The opinion of the court was delivered by: Simandle, District Judge
This matter is before the Court on defendant's motion to dismiss plaintiff's Complaint for failure to state a claim upon which relief may be granted pursuant to Rule 12(b)(6), Fed. R. Civ. P., and alternatively to dismiss for failure to name an indispensable party (her union) pursuant to Rule 12(b)(7), Fed. R. Civ. P. Defendant, The Training School at Vineland, asserts that plaintiff's Complaint, which seeks to enforce a favorable arbitration award rendered pursuant to the collective bargaining agreement between defendant and plaintiff's union, United Automobile Workers Local Union No. 2327 ("UAW Local 2327"), is untimely because the statute of limitations has run and, alternatively, that the Complaint must be dismissed because plaintiff failed to name UAW Local 2327, which defendant asserts is an indispensable party as defined in Rule 19(a), Fed. R. Civ. P. Defendant argues as a further alternative that this lawsuit is premature because there is insufficient evidence that the union has triggered a cause of action by refusing to pursue plaintiff's contractual remedy of enforcing the arbitration award on plaintiff's behalf. Plaintiff denies that the complaint is untimely or premature and avers that although UAW Local 2327 could have been named as a defendant, it is not an indispensable party. The Court must determine what the applicable statute of limitations period is in this case, whether and when the cause of action accrued and started the period running, and whether UAW Local 2327 is a necessary party.
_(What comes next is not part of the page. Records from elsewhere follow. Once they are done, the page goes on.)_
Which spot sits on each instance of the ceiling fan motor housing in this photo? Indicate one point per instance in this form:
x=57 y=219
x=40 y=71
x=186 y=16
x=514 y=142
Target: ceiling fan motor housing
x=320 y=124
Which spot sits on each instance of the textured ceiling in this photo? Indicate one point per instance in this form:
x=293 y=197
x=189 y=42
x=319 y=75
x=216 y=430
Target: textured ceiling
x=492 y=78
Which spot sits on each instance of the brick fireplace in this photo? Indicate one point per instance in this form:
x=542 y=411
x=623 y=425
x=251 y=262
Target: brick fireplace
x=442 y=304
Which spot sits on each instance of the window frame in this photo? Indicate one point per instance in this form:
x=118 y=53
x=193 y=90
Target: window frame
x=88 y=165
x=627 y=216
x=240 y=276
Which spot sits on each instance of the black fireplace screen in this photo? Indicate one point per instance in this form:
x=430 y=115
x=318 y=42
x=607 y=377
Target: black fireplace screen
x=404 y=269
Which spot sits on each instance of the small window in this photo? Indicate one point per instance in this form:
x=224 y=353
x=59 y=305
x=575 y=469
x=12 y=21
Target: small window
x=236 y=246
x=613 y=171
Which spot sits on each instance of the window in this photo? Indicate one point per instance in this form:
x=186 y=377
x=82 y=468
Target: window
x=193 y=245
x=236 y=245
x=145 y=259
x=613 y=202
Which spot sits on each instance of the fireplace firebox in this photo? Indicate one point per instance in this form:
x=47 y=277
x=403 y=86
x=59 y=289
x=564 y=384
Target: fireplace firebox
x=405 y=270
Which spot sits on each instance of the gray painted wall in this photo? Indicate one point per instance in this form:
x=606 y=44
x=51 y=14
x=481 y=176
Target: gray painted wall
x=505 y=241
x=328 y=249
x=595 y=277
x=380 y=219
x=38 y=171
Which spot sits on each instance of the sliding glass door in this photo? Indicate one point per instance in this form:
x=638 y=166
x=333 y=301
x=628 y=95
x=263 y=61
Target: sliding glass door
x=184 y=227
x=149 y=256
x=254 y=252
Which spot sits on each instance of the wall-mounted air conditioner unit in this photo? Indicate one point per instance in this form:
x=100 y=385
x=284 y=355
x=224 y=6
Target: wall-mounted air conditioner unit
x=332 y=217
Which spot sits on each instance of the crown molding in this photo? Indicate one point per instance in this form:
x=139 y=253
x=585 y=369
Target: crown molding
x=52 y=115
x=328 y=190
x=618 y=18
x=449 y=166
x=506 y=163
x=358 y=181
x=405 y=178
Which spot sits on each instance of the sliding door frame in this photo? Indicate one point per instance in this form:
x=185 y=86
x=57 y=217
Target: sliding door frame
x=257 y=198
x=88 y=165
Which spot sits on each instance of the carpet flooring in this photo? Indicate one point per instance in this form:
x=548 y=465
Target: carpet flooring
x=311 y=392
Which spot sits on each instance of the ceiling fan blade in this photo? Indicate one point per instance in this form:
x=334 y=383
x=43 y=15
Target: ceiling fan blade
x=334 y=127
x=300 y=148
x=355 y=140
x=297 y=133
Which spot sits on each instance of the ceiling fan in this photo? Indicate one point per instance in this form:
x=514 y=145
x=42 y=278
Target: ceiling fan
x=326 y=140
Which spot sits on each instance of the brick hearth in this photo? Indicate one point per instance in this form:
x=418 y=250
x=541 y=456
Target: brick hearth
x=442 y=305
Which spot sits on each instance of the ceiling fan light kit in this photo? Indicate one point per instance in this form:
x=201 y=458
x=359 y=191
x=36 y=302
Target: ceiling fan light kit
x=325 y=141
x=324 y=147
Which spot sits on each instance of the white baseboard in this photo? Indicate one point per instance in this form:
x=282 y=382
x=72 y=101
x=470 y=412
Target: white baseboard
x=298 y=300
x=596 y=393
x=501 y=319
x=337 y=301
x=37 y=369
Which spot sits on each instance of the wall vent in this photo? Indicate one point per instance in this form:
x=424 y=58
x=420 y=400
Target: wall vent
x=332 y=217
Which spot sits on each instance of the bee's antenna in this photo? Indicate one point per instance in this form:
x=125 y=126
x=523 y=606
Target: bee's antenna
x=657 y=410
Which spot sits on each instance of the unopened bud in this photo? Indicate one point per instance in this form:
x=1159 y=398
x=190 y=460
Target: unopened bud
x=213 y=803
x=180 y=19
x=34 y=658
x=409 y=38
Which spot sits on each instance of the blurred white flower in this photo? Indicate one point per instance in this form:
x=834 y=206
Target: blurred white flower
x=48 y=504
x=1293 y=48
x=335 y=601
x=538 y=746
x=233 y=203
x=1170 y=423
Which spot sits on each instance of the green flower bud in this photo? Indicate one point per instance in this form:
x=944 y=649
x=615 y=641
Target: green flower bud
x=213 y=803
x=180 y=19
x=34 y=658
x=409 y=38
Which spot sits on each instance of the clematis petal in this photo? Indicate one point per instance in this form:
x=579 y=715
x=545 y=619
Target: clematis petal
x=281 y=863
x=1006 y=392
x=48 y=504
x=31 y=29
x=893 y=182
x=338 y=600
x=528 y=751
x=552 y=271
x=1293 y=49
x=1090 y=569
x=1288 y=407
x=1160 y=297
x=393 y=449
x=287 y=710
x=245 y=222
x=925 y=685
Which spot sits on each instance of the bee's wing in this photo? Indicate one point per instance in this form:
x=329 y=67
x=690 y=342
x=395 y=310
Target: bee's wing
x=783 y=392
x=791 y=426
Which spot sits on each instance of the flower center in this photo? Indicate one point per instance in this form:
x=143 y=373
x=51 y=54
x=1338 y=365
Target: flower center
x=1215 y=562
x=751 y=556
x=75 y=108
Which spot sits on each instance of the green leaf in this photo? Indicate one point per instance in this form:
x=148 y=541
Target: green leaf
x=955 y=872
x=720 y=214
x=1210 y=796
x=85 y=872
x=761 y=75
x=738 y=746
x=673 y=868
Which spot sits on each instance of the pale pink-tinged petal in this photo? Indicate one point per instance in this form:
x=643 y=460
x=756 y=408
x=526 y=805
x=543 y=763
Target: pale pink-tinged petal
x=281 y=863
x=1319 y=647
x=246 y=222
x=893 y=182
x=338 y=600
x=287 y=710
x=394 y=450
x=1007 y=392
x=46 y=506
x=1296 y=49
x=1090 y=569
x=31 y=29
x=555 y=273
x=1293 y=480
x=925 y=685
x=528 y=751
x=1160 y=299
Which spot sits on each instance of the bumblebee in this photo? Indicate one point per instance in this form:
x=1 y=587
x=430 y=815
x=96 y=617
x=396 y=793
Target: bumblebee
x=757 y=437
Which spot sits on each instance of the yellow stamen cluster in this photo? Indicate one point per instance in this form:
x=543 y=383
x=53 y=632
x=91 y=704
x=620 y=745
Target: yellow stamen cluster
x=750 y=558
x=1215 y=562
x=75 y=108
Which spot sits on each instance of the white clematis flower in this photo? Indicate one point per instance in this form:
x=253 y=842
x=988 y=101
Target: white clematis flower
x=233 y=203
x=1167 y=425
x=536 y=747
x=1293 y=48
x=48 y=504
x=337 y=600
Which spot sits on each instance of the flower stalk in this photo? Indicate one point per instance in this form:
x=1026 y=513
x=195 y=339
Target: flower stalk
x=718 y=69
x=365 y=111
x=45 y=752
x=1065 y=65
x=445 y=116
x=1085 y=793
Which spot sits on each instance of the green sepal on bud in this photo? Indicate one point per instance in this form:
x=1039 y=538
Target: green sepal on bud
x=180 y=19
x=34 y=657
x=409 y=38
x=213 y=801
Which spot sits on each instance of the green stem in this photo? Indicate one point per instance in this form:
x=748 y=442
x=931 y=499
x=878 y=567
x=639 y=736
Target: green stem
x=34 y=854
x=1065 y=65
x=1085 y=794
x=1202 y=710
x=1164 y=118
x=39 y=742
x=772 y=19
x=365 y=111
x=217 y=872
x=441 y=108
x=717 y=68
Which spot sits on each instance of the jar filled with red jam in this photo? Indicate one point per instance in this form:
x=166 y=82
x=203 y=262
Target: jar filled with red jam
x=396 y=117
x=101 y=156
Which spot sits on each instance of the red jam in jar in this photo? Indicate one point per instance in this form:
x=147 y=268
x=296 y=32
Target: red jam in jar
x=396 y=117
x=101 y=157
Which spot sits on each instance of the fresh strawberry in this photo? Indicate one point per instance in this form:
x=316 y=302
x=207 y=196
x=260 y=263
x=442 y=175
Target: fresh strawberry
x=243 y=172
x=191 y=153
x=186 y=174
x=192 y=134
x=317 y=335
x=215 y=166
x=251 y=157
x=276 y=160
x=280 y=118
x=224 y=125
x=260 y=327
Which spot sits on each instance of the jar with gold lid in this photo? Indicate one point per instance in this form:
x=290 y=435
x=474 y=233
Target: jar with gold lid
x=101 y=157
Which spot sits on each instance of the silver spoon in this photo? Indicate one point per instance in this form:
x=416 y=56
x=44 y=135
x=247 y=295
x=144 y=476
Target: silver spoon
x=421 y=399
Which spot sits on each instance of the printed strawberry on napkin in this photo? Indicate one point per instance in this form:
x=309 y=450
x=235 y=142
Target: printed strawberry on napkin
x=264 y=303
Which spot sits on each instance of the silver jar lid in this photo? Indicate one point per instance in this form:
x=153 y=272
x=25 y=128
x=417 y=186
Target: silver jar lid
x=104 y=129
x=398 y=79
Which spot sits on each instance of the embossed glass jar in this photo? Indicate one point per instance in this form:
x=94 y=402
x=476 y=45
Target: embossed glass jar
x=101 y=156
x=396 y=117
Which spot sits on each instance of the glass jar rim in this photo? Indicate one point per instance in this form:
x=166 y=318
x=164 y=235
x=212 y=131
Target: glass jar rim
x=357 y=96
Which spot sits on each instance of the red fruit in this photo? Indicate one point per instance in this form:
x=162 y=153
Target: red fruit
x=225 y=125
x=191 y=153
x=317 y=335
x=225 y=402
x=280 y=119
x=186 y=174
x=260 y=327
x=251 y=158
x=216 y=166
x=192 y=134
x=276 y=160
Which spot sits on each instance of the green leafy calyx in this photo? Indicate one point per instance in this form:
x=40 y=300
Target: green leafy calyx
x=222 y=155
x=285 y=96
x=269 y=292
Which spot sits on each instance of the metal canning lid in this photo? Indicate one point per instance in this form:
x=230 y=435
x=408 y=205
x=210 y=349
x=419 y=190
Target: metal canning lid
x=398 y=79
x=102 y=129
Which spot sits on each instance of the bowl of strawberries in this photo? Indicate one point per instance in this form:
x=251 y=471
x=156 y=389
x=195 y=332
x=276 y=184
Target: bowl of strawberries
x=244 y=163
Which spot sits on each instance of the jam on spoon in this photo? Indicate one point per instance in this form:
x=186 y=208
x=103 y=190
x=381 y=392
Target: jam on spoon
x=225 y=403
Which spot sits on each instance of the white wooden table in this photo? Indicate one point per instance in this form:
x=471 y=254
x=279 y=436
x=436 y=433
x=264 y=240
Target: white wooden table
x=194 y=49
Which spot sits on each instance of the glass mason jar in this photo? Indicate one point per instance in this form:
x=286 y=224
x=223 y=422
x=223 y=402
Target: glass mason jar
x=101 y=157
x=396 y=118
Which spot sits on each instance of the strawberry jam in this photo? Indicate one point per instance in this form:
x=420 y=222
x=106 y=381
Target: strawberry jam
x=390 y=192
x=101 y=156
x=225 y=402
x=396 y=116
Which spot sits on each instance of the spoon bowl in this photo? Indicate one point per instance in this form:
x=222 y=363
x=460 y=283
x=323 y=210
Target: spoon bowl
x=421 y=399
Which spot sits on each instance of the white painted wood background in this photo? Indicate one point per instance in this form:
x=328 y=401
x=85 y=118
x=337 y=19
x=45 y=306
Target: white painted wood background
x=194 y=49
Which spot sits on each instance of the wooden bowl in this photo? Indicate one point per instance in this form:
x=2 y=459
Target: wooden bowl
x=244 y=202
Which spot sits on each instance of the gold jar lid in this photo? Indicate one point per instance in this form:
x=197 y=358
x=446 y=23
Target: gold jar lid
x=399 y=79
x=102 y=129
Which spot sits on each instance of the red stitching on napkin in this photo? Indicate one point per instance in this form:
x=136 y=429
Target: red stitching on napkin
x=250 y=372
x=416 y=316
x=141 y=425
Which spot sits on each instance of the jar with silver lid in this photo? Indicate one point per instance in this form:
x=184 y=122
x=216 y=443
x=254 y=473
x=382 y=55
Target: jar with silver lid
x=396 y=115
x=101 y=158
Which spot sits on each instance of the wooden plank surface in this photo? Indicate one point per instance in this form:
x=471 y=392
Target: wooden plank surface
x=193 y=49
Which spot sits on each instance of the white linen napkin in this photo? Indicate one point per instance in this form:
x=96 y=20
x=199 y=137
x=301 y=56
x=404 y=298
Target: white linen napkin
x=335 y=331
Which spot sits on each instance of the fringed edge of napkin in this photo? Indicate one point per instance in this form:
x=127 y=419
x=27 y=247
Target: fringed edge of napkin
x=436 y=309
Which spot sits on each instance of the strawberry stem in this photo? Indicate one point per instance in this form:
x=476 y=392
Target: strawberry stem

The Court convened an evidentiary hearing on the statute of limitations issue, conducted on December 6 and 14, 2001. The Court received documentary exhibits into evidence from plaintiff *fn1 and from defendant. *fn2 Testimony was received from plaintiff Thomas-Still and from Francis Smith (Area Director, United Auto Workers) and from Jane Detweiller (Executive Director of the Training School at Vineland). The Court makes the following findings of fact and conclusions of law resolving the statute of limitations issue.
In September 1995, plaintiff, Cecilia Thomas-Still ("Thomas-Still"), began her employment as a group home counselor with defendant The Training School at Vineland ("Training School"). The Training School is a for-profit organization in the business of providing care, training and assisted living to emotionally and mentally challenged individuals. At all times relevant to this action, plaintiff was a union member of UAW Local #2327. From August 22, 1996 through June 30, 1999, and continuing through today, UAW Local #2327 was a party to a collective bargaining agreement with the Training School. While at the Training School, plaintiff was employed under the terms of the collective bargaining agreement.
On December 29, 1997, plaintiff was terminated from her employment at the Training School. Defendant justified the termination by asserting that Thomas-Still falsified payroll records by signing in ten minutes earlier than she actually arrived to work. Plaintiff pursued a grievance, which was handled by way of arbitration, pursuant to the terms of Articles XIII and XIV of the collective bargaining agreement. On April 23, 1999, Arbitrator Scott E. Burchheit issued an Opinion and Award sustaining plaintiff's grievance and ordering that Thomas-Still be reinstated with full seniority and be made whole for all wages and benefits lost as a result of her termination. (See Pl.'s Opp., Ex. C, Case No. 18 300 00240 98, American Arbitration Association Opinion and Award, hereinafter "Arbitration Award.")
On June 3, 1999, plaintiff returned to work as a group home counselor at the Training School. On May 24, 1999, counsel for the Training School requested mitigation of damages information for Ms. Thomas-Still from UAW Local 2327's counsel. (See Huggett Certif., ¶ 4, Ex. 1.) On June 2, 1999, plaintiff sent a letter to James A. Mallardi, Jr., the Human Resources Director at the Training School. (See Pl.'s Opp., Ex. D.) The letter followed up on an earlier telephone conversation between the two and asked for a written assurance from the Training School and the UAW Local 2327 that the "hostile and prejudice work environment would come to an immediate halt." (Id.) The letter also provided that "upon my return to work, you said all my time (vacation), benefits, raises, would be restored as if I never was terminated. I asked about my remedy for my lost wages and benefits per the arbitration award, your response was to see what was a fair remedy . . . and that could be resolved in a month to forty-five days." (Id.) The letter provided that earnings information for 1996 and 1997 was being supplied therewith. (Id.)
On June 23, 1999, the Training School provided its counsel with wage and past income rates, as well as a 1996 W-2 form for Thomas-Still. (Pl.'s Opp., Ex. F, Letter from Mallardi to Huggett, Jun. 23, 1999.) On June 25, 1999, the Training School's counsel forwarded Thomas-Still's wage and past income rates to counsel for UAW Local 2327. (Huggett Cert., Ex. 2, Letter from Huggett to Litvin, Jun. 25, 1999.) The Training School again requested information from the union about Thomas-Still's mitigation and unemployment compensation earnings and advised counsel for the Union (Litvin) that the Training School wanted to make payment on the arbitration award to Thomas-Still before the end of June 1999. (Id.)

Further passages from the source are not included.